Zhang Yiming, Guo Ping
School of Computer Science, Nanjing University of Information Science and Technology, Nanjing 210044, China.
Sensors (Basel). 2025 Jul 24;25(15):4593. doi: 10.3390/s25154593.
Coastal areas are prone to thunderstorms. Lightning strikes can damage power facilities and communication systems, thereby leading to serious consequences. The lightning location network achieves lightning location through data fusion from multiple lightning locator nodes and can detect the location and intensity of lightning in real time. It is an important facility for thunderstorm warning and protection in coastal areas. However, when a sensor node in a lightning location network experiences a soft fault, it causes distortion in the lightning location. To achieve fault diagnosis of lightning locator nodes in a multi-node data fusion mode, this study proposes a new lightning location mode: the observer pattern. This paper first analyzes the main factors contributing to the error of the lightning location algorithm under this mode, proposes an observer pattern estimation algorithm (OPE) for lightning location, and defines the proportion of improvement in lightning positioning accuracy (PI) caused by the OPE algorithm. By analyzing the changes in PI in the process of lightning location, this study further proposes a diagnostic algorithm (OPSFD) for soft-fault nodes in a lightning location network. The simulation experiments in the paper demonstrate that the OPE algorithm can effectively improve the positioning accuracy of existing lightning location networks. Therefore, the OPE algorithm is also a low-cost and efficient method for improving the accuracy of existing lightning location networks, and it is suitable for the actual deployment and upgrading of current lightning locators. Meanwhile, the experimental results show that when a soft fault causes the observation error of the node to exceed the normal range, the OPSFD algorithm proposed in this study can effectively diagnose the faulty node.

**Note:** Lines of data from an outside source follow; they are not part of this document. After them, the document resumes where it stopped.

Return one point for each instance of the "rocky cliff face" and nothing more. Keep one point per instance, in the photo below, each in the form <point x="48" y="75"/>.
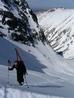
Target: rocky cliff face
<point x="17" y="21"/>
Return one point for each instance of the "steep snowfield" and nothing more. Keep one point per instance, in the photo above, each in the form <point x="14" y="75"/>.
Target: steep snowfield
<point x="49" y="75"/>
<point x="58" y="25"/>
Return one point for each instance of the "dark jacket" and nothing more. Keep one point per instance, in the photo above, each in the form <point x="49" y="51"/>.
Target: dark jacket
<point x="20" y="69"/>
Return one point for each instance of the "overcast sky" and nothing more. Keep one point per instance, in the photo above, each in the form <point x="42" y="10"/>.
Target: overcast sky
<point x="46" y="4"/>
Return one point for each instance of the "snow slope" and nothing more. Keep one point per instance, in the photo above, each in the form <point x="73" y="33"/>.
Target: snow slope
<point x="58" y="25"/>
<point x="49" y="75"/>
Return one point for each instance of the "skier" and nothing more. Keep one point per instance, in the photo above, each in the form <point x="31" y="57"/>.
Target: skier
<point x="20" y="68"/>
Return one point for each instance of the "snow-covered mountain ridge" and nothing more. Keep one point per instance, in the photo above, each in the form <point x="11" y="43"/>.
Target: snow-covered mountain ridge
<point x="58" y="26"/>
<point x="17" y="20"/>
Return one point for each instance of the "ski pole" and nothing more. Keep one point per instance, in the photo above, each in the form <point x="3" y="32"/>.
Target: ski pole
<point x="26" y="82"/>
<point x="9" y="63"/>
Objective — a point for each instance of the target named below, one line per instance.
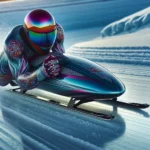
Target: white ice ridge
(128, 24)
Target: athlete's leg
(5, 73)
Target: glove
(51, 67)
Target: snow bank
(122, 49)
(128, 24)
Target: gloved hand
(51, 66)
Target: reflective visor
(43, 39)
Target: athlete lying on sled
(36, 38)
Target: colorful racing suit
(18, 56)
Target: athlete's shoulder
(13, 43)
(60, 32)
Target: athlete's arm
(59, 42)
(20, 69)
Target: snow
(28, 124)
(131, 23)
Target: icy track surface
(29, 124)
(128, 24)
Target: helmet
(41, 28)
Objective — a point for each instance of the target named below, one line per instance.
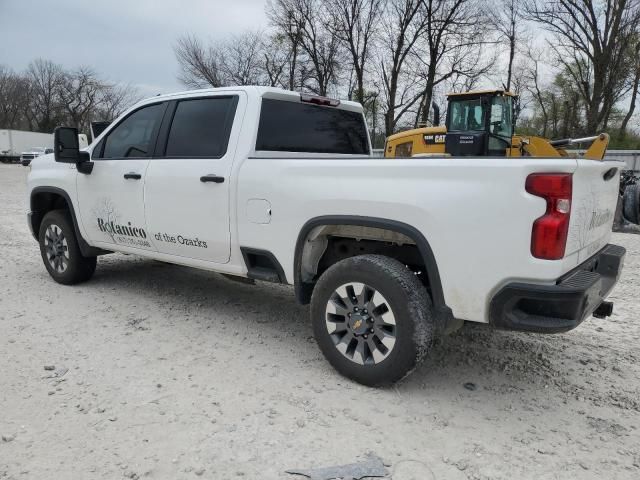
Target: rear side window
(201, 127)
(135, 136)
(300, 127)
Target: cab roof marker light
(318, 100)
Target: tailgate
(595, 197)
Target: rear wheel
(60, 251)
(631, 204)
(372, 319)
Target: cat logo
(434, 139)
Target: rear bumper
(563, 306)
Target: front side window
(201, 127)
(501, 121)
(466, 115)
(134, 137)
(299, 127)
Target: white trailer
(14, 142)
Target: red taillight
(318, 100)
(549, 234)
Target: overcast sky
(125, 41)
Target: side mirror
(66, 148)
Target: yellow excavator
(480, 124)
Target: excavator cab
(479, 123)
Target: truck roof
(250, 90)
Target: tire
(631, 204)
(394, 316)
(60, 251)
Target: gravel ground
(166, 372)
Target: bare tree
(114, 100)
(46, 79)
(634, 60)
(354, 23)
(535, 87)
(507, 20)
(80, 92)
(199, 65)
(403, 24)
(14, 99)
(242, 59)
(454, 36)
(590, 39)
(305, 21)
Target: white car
(280, 186)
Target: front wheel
(372, 319)
(60, 251)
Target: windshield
(466, 115)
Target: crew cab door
(187, 186)
(111, 197)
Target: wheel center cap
(358, 323)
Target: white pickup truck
(280, 186)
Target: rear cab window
(289, 126)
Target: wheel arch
(45, 199)
(303, 289)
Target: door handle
(212, 178)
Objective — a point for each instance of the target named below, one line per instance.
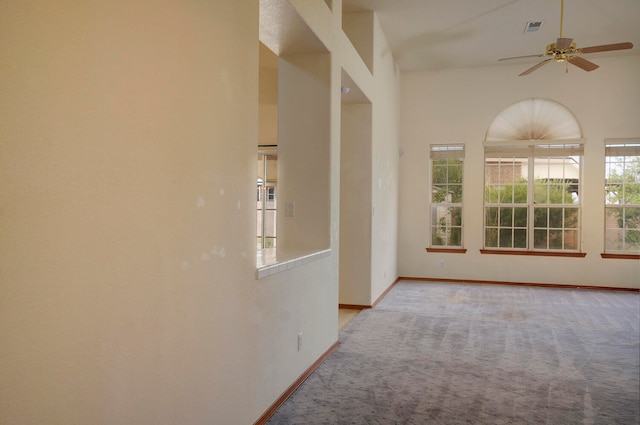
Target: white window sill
(272, 261)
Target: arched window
(533, 152)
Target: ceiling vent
(533, 26)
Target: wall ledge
(272, 261)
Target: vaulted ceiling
(444, 34)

沿海地区容易发生雷暴。雷击可能会损坏电力设施和通信系统,从而导致严重后果。雷电定位网络通过多个雷电定位器节点的数据融合来实现雷电定位,并能实时检测雷电的位置和强度。它是沿海地区雷暴预警和防护的重要设施。然而,当雷电定位网络中的一个传感器节点出现软故障时,会导致雷电定位出现偏差。为了在多节点数据融合模式下实现雷电定位器节点的故障诊断,本研究提出了一种新的雷电定位模式:观察者模式。本文首先分析了该模式下雷电定位算法误差的主要影响因素,提出了一种用于雷电定位的观察者模式估计算法(OPE),并定义了OPE算法引起的雷电定位精度提高比例(PI)。通过分析雷电定位过程中PI的变化,本研究进一步提出了一种雷电定位网络中软故障节点的诊断算法(OPSFD)。文中的仿真实验表明,OPE算法能够有效提高现有雷电定位网络的定位精度。因此,OPE算法也是一种低成本、高效的提高现有雷电定位网络精度的方法,适用于当前雷电定位器的实际部署和升级。同时,实验结果表明,当软故障导致节点的观测误差超出正常范围时,本研究提出的OPSFD算法能够有效诊断出故障节点。